The Sentinels of Whitley Bay
“strange days have found us/strange days have tracked us down”-Jim Morrison
One of my great pleasures these days is my mindful walk along Whitley Bay, a pleasure that has grown in the past few weeks of lockdown, for lately there has been a powerful addition along the coast. Weeks ago, some stranger had the idea of piling a set of beach stones atop each other, one at a time, to create a wonderful cairn. Over the weeks others-including myself-have followed, and now there are dozens of these silent cairns, stone sentinels looking out at the sea. The sight is unexpected and truly breath-taking.
What to make of this?
One the one hand, it is perhaps testimony to the time we are living in; would these have appeared without Covid 19? We will never know.
On the other hand, they bring to my mind a host of other associations, literal, figurative and symbolic.
I was remined of Arthur C Clarke’s short story The Sentinel, written in 1948 and published in 1951 at the dawning of the space race to the moon. In the story a pyramid like structure is found in Mare Crisium on The Moon; its function is silent and mysterious. Later Stanley Kubrick played with the idea and turned it into the monolith in 2001: A Space Odyssey. It became symbol of a gateway to the stars, to something vast and other worldly.
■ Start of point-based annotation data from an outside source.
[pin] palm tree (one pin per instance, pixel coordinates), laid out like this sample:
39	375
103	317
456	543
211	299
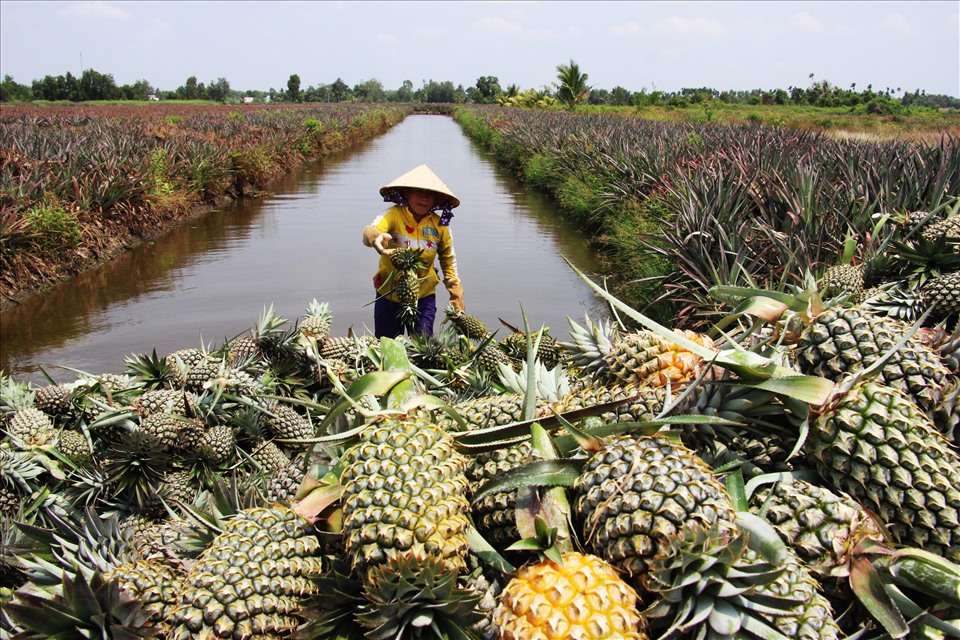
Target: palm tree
572	88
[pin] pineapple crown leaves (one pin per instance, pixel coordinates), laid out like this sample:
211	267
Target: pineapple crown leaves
753	368
406	259
418	599
706	582
90	545
84	608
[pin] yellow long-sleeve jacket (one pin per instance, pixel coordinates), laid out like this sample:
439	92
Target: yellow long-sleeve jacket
436	241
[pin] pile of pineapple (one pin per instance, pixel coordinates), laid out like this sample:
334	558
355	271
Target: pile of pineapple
793	474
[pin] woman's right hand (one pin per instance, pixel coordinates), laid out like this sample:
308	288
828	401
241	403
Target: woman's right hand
381	244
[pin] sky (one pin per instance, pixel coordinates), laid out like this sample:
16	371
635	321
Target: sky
665	46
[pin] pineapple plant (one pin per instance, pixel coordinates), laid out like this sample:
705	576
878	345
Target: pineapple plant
942	296
407	264
579	596
637	492
314	328
83	608
403	488
465	324
641	357
841	341
876	445
261	343
709	582
250	581
841	279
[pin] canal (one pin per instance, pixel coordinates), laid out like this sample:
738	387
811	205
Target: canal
209	280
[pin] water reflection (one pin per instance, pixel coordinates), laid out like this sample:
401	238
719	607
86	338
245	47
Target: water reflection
211	278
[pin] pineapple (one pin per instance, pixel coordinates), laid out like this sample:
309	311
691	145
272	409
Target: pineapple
407	263
821	527
467	325
636	493
548	351
83	608
75	446
152	583
945	228
942	295
55	400
639	357
709	583
284	423
161	401
218	444
495	514
873	443
842	341
262	342
315	326
29	428
581	597
251	579
841	279
403	496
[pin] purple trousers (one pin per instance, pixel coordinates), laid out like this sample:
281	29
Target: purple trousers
386	323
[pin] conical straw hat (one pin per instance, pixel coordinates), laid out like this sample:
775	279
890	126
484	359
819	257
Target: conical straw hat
423	178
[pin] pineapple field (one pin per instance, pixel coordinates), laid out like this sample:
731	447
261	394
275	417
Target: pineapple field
80	184
760	442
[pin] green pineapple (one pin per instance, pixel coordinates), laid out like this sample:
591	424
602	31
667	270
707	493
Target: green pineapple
403	496
495	514
75	446
55	400
218	444
263	341
710	583
467	325
942	295
873	443
161	401
250	581
822	527
30	427
283	422
841	279
315	326
637	357
843	341
83	608
408	263
636	493
945	228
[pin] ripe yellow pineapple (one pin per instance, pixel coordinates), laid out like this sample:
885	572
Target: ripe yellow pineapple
582	598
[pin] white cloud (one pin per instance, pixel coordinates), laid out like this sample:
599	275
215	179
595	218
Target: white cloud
677	26
628	29
430	33
497	25
95	9
158	30
673	26
806	22
897	24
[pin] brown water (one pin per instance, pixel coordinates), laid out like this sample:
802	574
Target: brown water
210	280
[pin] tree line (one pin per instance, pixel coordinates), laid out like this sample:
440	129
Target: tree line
569	90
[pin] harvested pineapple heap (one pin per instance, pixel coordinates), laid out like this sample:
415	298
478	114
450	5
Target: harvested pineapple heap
793	474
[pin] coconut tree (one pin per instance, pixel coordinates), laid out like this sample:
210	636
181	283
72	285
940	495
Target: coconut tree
572	88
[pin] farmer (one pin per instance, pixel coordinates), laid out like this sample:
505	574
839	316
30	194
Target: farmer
420	218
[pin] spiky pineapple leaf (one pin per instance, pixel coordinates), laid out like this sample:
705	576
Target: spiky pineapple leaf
868	587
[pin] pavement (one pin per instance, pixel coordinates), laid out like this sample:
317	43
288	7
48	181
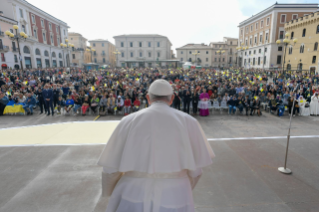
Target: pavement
243	177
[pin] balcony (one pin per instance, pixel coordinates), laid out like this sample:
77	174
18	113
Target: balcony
15	49
4	48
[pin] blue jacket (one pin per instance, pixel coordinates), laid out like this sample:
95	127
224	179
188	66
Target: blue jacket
31	102
47	94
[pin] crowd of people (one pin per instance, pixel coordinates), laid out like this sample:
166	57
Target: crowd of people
123	90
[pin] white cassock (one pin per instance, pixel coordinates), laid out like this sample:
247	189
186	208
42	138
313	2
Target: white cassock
314	105
161	152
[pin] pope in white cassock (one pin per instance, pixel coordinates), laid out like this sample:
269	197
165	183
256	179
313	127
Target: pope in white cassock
154	158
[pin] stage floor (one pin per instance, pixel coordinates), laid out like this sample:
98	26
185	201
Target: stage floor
52	167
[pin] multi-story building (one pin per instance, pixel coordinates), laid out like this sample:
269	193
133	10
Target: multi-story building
303	55
260	32
78	52
8	49
200	54
104	52
144	51
228	58
45	33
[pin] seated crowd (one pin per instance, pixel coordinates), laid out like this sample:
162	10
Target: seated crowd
124	91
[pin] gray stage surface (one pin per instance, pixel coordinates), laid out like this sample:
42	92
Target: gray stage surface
243	177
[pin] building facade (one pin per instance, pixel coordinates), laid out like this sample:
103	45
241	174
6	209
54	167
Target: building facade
303	55
144	51
104	52
199	54
227	59
77	55
260	33
45	33
8	49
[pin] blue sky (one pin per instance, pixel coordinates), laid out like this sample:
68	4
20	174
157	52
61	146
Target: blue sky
187	21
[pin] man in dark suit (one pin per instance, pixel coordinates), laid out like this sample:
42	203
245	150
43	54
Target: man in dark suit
48	98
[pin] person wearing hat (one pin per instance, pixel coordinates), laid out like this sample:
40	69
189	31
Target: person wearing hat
155	170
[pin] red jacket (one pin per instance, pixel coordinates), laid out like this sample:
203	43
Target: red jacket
127	102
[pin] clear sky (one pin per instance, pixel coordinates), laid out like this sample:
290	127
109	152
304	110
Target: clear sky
183	22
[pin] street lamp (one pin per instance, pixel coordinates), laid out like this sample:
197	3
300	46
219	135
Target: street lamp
67	46
22	36
196	53
116	54
220	52
286	41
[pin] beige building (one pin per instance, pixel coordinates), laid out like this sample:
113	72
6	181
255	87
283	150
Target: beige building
104	52
229	57
199	54
259	33
303	55
77	55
These Sentinels of Whitley Bay also remind me of the 1988 film City of Angels. Nicholas Cage plays an angel who groups with others of his kind to witness the dawn, to hear the sound of the sunrise, of the new day.
Perhaps it’s also fitting that Whitley Bay-nestled as it is in the old Kingdom of Northumbria- lies only a few miles up north of Jarrow. This is where Bede, now St Bede, surely like Peter, a rock, was to build a fledgling Christian community that would soon stand the test of time as a pillar of worship.
There is, for me, something spiritually grand about these rocky sentinels; a testimony to our human capacity to create, to build, to say “I was here” or “I have created this”. These rocks, standing like monks in prayer before the sea, their stone solidity such a contrast with the flow, the rhythm and movement of the waves; yin and yang at Whitley Bay.
Lastly, in poetry I was reminded of T.S. Eliot’s Choruses from The Rock where he writes of the Rock as the Witness, the critic and the stranger and asks, wholly appropriately for this age “where is the knowledge we have lost in information?”
What do we-what can we-bear witness to in our lives? How might we take time to stand, as rocks, still, silent and strong? These are indeed strange days. Can we, grounded as stone, welcome in and befriend the strange?